To count the steps, a simple algorithm can be devised, such as:

int NumSteps(int *P, int n)
{
    int count = 0;
    for(int i = 0; i < n; ++ i) {
        for(; P[i] != i; ++ count) // could be permuted multiple times
            swap(P[P[i]], P[i]); // look where the number at hand should be
    }
    // count number of permutations

    return count;
}

This always swaps an item for a place where it should be in the identity permutation, therefore at every step it undoes and counts one swap. Now, provided that the number of swaps it returns is indeed minimum, the runtime of the algorithm is bounded by it and is guaranteed to finish (instead of getting stuck in an infinite loop). It will run in O(m) swaps or O(m + n) loop iterations where m is number of swaps (the count returned) and n is number of items in the sequence (4). Note that m < n is always true. Therefore, this should be superior to O(n log n) solutions, as the upper bound is O(n - 1) of swaps or O(n + n - 1) of loop iterations here, which is both practically O(n) (constant factor of 2 omitted in the latter case).
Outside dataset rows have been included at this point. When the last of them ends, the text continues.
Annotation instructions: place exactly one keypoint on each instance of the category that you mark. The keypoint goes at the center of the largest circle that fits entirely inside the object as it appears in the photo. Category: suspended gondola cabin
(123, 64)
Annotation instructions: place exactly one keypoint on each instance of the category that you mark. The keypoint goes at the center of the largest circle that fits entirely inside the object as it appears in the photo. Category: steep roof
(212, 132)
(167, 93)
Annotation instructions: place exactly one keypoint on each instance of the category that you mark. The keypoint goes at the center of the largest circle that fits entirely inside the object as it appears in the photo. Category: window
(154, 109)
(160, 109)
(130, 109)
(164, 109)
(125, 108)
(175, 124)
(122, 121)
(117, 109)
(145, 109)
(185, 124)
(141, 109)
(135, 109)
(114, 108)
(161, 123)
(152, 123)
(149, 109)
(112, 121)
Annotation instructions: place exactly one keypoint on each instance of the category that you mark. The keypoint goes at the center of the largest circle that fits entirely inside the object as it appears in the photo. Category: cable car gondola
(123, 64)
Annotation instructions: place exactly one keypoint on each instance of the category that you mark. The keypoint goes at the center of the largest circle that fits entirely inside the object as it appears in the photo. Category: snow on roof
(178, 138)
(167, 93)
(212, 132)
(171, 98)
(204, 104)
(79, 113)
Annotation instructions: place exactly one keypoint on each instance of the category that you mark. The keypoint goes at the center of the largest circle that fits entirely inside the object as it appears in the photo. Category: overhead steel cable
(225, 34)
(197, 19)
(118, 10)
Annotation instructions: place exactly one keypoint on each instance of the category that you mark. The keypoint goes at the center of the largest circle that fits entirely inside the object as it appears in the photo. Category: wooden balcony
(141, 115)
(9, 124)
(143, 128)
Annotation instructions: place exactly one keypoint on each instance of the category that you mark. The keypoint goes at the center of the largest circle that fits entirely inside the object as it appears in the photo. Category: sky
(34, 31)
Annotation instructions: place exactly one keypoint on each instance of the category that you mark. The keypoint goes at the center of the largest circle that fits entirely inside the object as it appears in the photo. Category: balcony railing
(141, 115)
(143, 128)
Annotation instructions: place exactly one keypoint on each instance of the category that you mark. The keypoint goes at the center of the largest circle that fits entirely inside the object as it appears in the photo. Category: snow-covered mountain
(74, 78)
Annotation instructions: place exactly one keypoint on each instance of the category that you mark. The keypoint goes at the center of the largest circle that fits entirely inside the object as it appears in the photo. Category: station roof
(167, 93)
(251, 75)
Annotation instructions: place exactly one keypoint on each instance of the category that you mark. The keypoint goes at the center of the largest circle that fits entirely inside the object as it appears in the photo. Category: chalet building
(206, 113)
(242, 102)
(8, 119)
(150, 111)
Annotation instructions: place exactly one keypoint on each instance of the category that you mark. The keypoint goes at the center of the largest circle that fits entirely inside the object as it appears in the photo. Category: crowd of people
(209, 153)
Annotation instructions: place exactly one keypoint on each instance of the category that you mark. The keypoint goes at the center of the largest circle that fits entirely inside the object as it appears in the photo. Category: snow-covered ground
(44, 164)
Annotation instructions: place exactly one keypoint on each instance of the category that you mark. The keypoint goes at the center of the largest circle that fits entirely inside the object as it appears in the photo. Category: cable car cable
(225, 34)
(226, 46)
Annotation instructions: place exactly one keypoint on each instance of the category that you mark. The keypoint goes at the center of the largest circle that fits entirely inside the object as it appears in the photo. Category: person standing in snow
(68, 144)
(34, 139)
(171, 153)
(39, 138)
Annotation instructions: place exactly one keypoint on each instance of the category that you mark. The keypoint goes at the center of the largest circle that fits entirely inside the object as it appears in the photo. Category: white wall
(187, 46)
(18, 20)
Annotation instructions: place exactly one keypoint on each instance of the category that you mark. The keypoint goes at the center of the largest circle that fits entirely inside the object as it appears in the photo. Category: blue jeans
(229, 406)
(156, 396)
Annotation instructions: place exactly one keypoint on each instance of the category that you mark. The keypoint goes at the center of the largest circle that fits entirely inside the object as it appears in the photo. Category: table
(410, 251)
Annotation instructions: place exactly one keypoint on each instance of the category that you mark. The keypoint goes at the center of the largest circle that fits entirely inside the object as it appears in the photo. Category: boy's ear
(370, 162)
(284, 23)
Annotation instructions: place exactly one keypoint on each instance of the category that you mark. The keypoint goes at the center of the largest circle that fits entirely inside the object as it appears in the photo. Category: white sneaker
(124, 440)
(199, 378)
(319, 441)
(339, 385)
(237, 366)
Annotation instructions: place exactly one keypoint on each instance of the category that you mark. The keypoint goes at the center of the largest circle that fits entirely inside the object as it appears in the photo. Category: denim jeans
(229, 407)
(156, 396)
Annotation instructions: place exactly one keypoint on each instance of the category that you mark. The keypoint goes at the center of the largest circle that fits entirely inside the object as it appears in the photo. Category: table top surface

The algorithm will only work for valid permutations, it will loop infinitely for sequences with duplicate values and will do out-of-bounds array access (and crash) for sequences with values other than [0, n). A complete test case can be found here (builds with Visual Studio 2008, the algorithm itself should be fairly portable). It generates all possible permutations of lengths 1 to 32 and checks against solutions, generated with breadth first search (BFS), seems to work for all of permutations of lengths 1 to 12, then it becomes fairly slow but I assume it will just continue working.